Police detained 37 people in Shandong province, official news agency Xinhua said on Wednesday, after a nearly $90 million black market vaccine ring was exposed over the last week.
The vaccines, including ones against meningitis, rabies and other illnesses, are suspected of being sold in dozens of provinces around China since 2011.
The scandal has stirred angry debate, casting a shadow over government ambitions to bolster the domestic drug industry and underlining the challenge it faces to regulate a widespread and fragmented medicine supply chain.
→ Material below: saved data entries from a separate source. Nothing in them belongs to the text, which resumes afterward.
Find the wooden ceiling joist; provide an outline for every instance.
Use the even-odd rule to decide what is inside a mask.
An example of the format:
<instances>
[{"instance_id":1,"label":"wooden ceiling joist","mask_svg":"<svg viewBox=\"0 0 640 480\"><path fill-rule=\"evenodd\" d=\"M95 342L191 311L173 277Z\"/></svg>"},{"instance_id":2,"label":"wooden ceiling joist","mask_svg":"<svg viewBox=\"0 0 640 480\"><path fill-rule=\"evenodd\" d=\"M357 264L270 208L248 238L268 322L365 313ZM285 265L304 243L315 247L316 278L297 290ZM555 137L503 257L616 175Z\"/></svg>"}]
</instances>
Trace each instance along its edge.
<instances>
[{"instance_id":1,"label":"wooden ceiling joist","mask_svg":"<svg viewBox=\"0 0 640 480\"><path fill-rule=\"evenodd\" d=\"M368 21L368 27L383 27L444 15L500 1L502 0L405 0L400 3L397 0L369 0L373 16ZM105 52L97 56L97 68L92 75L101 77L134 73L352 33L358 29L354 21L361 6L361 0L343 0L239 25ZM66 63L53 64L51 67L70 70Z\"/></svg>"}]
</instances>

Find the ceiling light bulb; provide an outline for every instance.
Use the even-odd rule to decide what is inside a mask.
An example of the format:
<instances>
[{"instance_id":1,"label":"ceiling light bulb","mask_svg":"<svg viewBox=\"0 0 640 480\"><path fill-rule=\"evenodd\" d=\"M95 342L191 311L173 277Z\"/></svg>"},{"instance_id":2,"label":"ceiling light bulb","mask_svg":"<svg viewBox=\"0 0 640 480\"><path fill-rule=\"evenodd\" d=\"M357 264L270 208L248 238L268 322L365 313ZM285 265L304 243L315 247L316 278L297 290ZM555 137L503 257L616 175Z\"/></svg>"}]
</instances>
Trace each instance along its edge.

"We don't know if our children have properly had the vaccine or whether it is ineffective or even if they are at risk," said Zhang Jieqi, 32, who works at a tourism company in the city of Chengdu and has a child under two years -old.
She said she was angry that the case, which started early last year, had not been made public widely until now.
The government has said the vaccines themselves were real, although traded illegally.
The issue of regulation, from food and drugs to online sales, has become increasingly contentious in China as it looks to cast off a reputation for poor quality and safety.
However, regulators such as a Food and Drug Administration (CFDA) have pointed to a lack of resources and personnel to adequately regulate their sectors.
The vaccine case drew ire from Premier Li Keqiang, who said regulatory bodies - including the CFDA, health ministry and police - needed to work more in tandem, and that "dereliction of duty" would not be tolerated.
"This vaccine safety case has drawn close attention, and shows there are many gaps in terms of regulation," Li said in a statement posted on the central government's website late on Tuesday.
'SWINDLED EVERY DAY'
Some people said the case echoed a scandal in 2008 when milk tainted with the industrial chemical melamine led to the deaths of six infants and made thousands sick.
Xinhua cited the health ministry as saying it had not found any spike in abnormal reactions to inoculations.
The World Health Organisation (WHO) said in a statement that improperly stored or expiredvaccines rarely cause a toxic reaction and the most common risk is that they are ineffective.
Nonetheless, the case - centred on a mother and daughter illegally selling vaccines to re-sellers around the country - raises questions about regulators, even as China vows to boost its domestic market and raise exports.
Some parents also went online to vent their anger. One mother said she wanted to take her child out of China to escape "poisoned milk, gutter oil and ineffective vaccines". Gutter oil refers to sub-standard, recycled cooking oil.
"It seems every day we are being swindled with something," she wrote on China's the Sina Weibo site, using the handle "Sunziyue".